Read the statistics: their chances are not good. Their stepmothers demand their tongues on a plate; their fathers have skipped town; their uncles send villains with pillows to smother them in their sleep. It’s only in books—and only some books—that a generous benefactor appears in the nick of time to save the orphans from the forces of malice ranged against them. What are those forces? Look into the magic mirror, sweet reader. Look into the deep still wishing well. Ask yourself.


x) It’s a good excuse, though, orphanhood. It explains everything—every mistake and wrong turn. As Sherlock Holmes declared, She had no mother to advise her. How we long for it, that lack of advice! Imprudence could have been ours. Passionate affairs. Reckless adventures. Of course we’re grateful for our stable upbringings, our hordes of informative relatives, our fleece-lined advantages, our lack of dramatic plots. But there’s a corner of envy in us all the same. Why doesn’t anything of interest happen to us, coddled as we are? Why do the orphans get all the good lines?

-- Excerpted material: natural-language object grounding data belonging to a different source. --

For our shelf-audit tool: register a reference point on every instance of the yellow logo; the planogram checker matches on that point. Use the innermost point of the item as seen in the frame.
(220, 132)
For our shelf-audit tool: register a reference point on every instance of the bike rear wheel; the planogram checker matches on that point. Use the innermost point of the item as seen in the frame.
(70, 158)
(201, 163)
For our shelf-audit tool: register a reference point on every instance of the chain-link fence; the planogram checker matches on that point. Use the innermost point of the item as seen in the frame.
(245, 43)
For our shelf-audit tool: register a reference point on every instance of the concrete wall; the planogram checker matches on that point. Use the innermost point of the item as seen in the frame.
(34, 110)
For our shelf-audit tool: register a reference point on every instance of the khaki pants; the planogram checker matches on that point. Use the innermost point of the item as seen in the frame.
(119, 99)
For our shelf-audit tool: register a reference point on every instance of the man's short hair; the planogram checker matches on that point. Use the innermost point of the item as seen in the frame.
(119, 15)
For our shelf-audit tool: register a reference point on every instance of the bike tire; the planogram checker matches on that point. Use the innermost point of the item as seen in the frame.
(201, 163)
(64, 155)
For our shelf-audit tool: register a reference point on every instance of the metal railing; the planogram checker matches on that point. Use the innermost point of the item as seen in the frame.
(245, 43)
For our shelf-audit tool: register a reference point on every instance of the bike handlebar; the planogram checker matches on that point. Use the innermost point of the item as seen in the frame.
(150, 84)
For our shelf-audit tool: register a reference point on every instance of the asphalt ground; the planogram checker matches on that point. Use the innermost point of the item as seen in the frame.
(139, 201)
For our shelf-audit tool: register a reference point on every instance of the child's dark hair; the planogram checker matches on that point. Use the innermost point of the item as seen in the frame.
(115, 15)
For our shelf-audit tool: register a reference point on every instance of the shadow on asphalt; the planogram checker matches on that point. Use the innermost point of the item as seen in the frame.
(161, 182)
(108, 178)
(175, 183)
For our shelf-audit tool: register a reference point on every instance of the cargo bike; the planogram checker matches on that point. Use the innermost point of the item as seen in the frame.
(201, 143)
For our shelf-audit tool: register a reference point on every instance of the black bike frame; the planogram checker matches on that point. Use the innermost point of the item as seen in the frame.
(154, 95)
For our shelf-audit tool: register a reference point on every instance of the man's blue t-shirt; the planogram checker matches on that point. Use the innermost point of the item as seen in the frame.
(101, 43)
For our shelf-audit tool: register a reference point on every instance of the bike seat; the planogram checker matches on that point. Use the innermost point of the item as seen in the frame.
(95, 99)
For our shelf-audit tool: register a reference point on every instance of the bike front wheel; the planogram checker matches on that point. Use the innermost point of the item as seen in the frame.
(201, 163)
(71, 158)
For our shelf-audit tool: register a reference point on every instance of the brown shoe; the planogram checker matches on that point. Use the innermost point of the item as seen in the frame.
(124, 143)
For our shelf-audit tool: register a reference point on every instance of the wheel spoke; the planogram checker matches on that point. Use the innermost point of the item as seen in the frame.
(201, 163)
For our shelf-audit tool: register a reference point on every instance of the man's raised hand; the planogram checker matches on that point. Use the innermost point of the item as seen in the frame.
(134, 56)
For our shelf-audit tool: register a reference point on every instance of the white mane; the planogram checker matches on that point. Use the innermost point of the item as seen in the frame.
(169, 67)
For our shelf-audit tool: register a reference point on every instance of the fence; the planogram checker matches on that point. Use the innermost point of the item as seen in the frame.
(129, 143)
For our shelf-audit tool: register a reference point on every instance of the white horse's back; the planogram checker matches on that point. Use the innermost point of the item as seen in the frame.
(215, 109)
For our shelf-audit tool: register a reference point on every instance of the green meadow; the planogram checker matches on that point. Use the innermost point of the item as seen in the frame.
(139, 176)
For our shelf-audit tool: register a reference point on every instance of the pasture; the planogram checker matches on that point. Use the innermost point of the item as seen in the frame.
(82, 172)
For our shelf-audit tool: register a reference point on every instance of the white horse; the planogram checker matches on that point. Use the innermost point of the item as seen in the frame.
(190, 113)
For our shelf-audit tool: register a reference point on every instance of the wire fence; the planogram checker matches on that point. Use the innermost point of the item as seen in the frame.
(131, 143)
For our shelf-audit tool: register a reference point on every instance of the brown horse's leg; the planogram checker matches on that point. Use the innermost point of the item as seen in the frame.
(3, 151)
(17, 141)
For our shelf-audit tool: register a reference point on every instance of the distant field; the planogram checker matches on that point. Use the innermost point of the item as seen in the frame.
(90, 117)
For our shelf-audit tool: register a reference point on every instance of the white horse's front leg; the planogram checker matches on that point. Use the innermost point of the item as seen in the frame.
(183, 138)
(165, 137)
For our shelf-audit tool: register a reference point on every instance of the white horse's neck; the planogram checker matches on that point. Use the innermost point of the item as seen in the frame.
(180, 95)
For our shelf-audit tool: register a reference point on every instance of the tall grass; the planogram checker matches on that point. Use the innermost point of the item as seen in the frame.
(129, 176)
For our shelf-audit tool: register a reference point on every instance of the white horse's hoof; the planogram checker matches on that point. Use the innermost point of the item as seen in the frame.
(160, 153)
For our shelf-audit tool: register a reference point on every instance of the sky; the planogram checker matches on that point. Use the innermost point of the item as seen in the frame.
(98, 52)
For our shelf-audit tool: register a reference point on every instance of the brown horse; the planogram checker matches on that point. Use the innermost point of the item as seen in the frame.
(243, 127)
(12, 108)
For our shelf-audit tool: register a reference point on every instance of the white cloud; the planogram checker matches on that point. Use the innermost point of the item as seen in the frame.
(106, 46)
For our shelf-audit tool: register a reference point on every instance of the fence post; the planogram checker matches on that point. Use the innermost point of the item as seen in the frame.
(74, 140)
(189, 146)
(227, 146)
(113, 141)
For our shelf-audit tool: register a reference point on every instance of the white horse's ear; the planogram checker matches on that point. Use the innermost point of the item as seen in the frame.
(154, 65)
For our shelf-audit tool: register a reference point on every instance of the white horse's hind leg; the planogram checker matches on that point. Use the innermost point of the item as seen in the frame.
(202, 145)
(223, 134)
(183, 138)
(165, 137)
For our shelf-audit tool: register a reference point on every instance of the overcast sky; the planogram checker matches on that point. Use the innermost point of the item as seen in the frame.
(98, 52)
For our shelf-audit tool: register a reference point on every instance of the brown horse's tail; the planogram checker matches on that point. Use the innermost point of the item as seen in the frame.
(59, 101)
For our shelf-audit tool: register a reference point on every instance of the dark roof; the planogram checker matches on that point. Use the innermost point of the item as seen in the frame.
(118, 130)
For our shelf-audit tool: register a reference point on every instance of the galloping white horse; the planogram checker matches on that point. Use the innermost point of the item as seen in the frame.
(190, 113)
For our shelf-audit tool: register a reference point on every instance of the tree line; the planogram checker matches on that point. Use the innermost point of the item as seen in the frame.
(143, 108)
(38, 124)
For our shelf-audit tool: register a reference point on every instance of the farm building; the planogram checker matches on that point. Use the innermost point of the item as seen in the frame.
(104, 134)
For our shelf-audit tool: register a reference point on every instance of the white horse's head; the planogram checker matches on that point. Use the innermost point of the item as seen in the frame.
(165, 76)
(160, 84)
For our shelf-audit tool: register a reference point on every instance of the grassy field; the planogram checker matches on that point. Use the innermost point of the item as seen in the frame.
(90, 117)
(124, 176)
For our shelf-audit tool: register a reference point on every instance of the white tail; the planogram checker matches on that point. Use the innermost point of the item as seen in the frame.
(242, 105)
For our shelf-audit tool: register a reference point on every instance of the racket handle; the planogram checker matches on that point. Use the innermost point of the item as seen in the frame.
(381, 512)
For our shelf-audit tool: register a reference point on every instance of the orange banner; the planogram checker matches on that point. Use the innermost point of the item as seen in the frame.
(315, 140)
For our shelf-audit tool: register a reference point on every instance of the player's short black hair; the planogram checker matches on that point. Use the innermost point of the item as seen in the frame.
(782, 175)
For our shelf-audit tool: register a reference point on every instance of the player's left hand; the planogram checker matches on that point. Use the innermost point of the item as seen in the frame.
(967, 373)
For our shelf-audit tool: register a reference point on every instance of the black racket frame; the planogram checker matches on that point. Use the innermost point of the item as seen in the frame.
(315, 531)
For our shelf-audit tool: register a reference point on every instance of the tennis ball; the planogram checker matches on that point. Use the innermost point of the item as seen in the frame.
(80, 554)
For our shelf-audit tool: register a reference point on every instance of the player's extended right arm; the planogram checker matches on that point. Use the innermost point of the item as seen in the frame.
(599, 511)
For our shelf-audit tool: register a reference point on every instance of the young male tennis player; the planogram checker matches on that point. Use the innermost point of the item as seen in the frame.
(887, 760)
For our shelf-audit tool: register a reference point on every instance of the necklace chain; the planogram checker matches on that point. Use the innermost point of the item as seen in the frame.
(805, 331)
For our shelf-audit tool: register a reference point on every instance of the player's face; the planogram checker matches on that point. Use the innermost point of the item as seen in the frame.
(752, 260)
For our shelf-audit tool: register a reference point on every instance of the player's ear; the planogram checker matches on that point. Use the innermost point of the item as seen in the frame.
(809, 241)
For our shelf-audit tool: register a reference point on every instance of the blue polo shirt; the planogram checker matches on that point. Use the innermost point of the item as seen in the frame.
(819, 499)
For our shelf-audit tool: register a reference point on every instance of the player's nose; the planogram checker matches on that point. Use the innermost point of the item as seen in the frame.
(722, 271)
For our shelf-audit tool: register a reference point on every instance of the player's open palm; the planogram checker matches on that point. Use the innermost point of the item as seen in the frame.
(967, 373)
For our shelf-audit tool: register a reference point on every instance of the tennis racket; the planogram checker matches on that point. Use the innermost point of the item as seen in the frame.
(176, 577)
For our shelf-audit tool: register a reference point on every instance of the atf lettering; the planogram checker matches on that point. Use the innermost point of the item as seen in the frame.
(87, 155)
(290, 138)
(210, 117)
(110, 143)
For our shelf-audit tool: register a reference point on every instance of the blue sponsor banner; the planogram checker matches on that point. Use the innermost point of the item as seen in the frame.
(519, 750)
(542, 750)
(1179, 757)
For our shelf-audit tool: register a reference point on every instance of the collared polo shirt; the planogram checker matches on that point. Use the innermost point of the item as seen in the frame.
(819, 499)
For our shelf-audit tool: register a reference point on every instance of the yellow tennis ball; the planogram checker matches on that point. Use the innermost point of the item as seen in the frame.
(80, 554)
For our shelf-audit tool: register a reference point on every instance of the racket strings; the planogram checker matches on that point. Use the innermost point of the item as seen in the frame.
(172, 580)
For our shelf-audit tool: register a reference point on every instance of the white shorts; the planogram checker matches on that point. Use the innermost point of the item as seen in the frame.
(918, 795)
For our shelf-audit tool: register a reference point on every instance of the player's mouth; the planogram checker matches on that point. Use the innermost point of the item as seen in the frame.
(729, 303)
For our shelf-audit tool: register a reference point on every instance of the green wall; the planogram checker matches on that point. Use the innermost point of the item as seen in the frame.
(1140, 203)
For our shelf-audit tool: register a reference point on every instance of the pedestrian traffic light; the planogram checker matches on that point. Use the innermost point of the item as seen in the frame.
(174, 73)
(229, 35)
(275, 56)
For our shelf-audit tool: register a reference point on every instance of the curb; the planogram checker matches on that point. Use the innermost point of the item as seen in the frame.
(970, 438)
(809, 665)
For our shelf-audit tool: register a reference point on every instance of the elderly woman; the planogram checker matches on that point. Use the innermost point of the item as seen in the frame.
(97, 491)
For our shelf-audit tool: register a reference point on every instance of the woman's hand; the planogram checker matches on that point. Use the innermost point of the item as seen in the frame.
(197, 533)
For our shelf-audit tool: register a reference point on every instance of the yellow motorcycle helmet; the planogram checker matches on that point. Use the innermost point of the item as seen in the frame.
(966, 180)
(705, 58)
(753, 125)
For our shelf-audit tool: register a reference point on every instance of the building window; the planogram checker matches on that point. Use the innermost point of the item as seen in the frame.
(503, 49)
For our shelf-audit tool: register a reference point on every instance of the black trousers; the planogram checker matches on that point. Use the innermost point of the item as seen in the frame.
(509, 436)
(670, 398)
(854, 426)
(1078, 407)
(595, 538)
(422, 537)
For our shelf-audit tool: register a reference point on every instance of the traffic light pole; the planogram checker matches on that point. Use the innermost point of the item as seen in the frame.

xi) Now the letters will arrive, from orphans. How could you treat orphanhood so lightly! they will say. You don’t understand what it’s like to be an orphan. You are the sort of person who jeers at those with no legs. You are frivolous and cruel. You are harsh.

Ah yes, dear orphans, I can see how you would feel that way. But to note is not to disparage. All observations of life are harsh, because life is. I lament that fact, but I cannot change it.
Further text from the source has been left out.